Et surtout, même s'ils n'imaginent pas que leur modèle s'impose comme un modèle unique, et s'ils plaident pour la diversité des choix, ils portent la conviction d'être porteurs "du futur de l'éducation". Mike Weimann (Netzwerk Schule) nous le demande d'ailleurs : "Pourquoi y a-t-il encore des écoles traditionnelles, pourquoi ils ne renoncent pas à la division des élèves en groupes-classes, aux notes, aux cours magistraux sinon à la demande...". Une autre "ne peut pas imaginer contraindre des enfants", ne pas prendre en compte leurs demandes, ne pas considérer leur parole comme valant autant que la sienne, même si chacun a bien conscience que les besoins des enfants et leurs possibilités varient avec leur âge.

Tous ont été profondément émus de témoignages de jeunes sortis des "écoles démocratiques" d'autres pays européens, et qui ont acquis une forme de maturité "incroyable" que certains leur envient.

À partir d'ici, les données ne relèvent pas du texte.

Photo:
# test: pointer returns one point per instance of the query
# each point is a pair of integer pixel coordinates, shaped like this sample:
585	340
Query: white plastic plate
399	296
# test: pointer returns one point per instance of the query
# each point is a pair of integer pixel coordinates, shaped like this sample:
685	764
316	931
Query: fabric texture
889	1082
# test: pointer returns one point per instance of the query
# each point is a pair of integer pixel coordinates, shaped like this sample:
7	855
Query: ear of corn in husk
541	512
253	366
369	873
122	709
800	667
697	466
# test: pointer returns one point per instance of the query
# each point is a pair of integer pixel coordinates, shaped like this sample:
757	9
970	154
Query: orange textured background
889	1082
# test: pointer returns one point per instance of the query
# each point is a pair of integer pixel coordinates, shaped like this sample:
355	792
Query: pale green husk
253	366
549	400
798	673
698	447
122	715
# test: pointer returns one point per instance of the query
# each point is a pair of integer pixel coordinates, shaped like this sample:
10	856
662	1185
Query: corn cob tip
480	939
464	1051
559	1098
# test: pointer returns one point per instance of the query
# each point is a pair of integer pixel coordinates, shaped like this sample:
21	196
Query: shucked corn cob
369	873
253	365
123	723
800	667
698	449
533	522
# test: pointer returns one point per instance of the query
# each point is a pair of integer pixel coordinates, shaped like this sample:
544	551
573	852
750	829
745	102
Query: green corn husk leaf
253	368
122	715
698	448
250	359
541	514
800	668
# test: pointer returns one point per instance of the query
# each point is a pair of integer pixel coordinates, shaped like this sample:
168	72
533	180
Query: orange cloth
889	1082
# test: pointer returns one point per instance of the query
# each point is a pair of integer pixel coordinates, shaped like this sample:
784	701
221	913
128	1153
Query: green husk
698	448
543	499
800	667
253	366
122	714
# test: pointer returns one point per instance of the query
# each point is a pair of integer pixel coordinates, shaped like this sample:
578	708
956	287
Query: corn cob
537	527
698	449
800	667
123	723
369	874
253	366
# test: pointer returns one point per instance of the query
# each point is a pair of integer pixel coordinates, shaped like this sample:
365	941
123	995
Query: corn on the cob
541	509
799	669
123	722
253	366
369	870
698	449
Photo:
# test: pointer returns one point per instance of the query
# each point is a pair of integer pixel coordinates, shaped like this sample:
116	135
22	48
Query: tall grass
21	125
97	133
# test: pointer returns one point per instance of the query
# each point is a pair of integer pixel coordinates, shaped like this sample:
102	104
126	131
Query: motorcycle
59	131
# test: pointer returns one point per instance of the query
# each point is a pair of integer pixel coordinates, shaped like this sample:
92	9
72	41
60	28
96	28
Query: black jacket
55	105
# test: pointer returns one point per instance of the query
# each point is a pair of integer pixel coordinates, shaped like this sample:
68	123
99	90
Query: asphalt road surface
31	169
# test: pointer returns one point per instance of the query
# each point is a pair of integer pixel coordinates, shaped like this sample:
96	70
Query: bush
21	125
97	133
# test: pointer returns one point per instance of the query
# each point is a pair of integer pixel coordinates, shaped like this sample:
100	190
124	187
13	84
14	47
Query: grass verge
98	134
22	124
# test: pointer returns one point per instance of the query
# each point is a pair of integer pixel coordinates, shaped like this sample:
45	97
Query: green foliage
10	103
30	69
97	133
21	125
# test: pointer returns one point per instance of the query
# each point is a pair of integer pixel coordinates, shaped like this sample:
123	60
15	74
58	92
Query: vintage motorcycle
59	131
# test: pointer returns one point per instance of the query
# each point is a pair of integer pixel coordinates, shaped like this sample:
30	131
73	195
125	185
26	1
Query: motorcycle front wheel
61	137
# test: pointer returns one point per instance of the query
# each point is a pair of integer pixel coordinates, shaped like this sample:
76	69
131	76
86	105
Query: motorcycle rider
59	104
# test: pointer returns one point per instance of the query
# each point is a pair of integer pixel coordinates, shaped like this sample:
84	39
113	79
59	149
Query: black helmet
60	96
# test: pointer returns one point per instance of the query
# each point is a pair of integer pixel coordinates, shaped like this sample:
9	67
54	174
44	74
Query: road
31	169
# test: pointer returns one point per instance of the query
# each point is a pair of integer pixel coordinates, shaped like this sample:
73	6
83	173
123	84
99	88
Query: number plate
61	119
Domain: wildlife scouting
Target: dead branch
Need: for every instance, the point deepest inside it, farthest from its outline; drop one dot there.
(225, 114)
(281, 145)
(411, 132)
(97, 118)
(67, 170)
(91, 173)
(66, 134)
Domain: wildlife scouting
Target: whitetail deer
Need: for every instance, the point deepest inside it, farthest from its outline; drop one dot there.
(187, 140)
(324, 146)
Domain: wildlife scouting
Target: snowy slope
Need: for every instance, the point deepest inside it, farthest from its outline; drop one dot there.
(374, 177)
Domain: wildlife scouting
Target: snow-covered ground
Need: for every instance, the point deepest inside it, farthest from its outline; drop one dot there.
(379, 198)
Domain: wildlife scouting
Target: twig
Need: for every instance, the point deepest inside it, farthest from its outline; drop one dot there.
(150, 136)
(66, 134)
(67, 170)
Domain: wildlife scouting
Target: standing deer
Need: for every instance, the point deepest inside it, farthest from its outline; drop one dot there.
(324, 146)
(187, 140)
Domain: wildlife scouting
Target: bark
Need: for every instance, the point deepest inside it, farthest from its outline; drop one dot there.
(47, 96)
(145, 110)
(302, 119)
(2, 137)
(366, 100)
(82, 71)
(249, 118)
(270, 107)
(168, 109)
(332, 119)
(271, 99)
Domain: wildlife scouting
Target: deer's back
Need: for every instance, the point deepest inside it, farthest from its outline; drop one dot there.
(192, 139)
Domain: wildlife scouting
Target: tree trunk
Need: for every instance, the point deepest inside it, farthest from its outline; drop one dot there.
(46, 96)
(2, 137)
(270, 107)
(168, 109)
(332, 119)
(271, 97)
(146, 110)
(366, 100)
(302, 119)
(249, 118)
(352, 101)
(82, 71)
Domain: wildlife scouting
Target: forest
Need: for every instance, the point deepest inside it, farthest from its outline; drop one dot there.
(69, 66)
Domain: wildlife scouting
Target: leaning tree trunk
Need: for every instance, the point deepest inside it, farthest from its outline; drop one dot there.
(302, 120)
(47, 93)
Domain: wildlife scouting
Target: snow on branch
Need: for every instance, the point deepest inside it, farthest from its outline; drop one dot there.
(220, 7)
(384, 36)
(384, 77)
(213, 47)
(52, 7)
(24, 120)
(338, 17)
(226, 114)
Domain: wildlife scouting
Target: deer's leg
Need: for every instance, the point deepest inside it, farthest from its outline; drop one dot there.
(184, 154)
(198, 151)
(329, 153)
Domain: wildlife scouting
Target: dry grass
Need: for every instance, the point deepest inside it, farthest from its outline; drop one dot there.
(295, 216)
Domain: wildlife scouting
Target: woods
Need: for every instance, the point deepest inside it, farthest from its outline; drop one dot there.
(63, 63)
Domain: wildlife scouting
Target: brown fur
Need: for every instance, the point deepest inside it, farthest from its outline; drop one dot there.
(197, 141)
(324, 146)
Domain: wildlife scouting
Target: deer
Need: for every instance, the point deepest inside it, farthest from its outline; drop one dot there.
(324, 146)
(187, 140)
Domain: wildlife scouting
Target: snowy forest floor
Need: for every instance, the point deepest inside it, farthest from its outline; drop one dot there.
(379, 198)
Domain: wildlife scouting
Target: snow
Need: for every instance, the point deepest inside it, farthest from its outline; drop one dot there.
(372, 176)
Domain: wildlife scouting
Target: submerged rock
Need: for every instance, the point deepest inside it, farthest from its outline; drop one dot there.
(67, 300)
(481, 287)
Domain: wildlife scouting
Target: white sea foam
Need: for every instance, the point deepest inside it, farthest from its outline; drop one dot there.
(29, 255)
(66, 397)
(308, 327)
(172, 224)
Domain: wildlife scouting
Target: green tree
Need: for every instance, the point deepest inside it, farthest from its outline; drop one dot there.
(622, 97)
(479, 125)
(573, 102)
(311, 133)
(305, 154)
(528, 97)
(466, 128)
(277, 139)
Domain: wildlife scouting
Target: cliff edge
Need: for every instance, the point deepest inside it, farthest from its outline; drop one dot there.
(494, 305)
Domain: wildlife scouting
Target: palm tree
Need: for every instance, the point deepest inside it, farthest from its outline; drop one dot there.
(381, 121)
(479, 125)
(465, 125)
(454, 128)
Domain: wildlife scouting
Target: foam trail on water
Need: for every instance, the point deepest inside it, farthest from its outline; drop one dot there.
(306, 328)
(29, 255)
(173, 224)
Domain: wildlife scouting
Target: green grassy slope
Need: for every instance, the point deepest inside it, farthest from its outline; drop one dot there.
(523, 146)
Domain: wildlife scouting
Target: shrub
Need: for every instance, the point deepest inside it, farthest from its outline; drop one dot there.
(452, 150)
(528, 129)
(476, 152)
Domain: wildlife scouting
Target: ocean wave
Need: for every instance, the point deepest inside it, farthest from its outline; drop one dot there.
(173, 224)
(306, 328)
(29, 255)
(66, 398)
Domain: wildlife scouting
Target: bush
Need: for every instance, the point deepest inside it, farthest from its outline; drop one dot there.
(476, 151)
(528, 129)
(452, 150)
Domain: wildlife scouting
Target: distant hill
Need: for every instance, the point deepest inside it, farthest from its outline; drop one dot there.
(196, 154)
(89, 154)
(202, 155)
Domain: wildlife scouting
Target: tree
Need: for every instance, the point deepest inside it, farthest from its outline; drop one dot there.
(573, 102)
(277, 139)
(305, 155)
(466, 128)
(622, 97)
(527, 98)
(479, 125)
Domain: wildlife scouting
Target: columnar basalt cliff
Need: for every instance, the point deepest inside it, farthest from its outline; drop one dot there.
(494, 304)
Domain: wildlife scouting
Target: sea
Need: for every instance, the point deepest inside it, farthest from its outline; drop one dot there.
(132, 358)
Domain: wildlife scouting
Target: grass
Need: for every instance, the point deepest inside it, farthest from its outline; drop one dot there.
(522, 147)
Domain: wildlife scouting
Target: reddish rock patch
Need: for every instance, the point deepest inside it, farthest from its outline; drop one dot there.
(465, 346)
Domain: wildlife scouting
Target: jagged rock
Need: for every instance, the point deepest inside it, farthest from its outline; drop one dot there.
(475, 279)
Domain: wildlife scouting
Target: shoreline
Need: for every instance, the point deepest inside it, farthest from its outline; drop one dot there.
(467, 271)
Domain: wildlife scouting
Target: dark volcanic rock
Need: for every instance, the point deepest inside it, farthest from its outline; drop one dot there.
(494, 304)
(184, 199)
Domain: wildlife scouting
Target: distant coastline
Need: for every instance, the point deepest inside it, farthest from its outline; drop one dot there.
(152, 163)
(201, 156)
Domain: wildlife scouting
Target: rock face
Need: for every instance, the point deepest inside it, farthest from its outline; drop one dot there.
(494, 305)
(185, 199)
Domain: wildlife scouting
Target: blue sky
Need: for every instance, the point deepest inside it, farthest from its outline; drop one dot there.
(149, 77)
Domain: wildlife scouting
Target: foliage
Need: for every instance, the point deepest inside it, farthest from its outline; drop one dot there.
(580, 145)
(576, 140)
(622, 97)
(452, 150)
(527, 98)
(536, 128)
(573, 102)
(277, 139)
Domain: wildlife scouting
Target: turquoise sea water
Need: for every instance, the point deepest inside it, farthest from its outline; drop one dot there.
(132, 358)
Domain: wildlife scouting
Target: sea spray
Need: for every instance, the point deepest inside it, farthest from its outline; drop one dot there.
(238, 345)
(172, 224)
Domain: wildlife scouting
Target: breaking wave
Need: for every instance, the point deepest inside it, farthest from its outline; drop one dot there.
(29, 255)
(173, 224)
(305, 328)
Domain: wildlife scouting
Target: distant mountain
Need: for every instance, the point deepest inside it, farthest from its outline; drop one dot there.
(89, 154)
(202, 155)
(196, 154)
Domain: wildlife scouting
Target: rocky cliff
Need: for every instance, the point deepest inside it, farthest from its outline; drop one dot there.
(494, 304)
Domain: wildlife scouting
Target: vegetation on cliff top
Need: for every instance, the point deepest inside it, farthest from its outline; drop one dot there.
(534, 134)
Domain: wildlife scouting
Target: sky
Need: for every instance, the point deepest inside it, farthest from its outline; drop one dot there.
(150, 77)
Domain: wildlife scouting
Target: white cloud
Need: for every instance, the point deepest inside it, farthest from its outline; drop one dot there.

Emeline a tout quitté, alors qu'elle était gestionnaire de projets culturels, et s'est donné "deux ans de break pour aller à la rencontre d'elle-même". Il lui semble que ces jeunes adultes ont fait l'économie de cette rupture qu'elle a dû faire pour "découvrir son potentiel". Elle ne se sent pas pour autant encore prête à porter un projet d'école, pas plus qu'Iris, directrice d'une école d'enseignement supérieur, que ToutEduc a également interrogée et qui a "décidé de tout arrêter", se sentant prise dans "une machine trop bien huilée", en perte de sens. "Tellement de gens, arrivés à 30 ans, se disent : je ne sais pas qui je suis ni ce que je veux." Le mouvement des écoles démocratiques répond à des questions qui sont pour elle existentielles, "je le porte profondément dans mon coeur".

Une "porosité" avec l'Education nationale

Comme beaucoup d'autres écoles hors-contrat, les "écoles démocratiques" ne comprennent pas pourquoi elles ne peuvent pas être subventionnée comme les autres, ce qui leur permettrait d'abaisser les frais d'inscription et d'être réellement ouvertes à tous, avec de plus l'espoir d'une certaine "porosité" avec l'Education nationale.

Par ailleurs, les responsables d'école que ToutEduc a rencontrés insistent, ils ont des sources d'inspiration, Summerhill, Sudbury Valley, les lycées autogérés, l'école de La Neuville, Ivan Illitch, Bernard Collot, Jean-Pierre Lepri, Socrate... mais aucun gourou.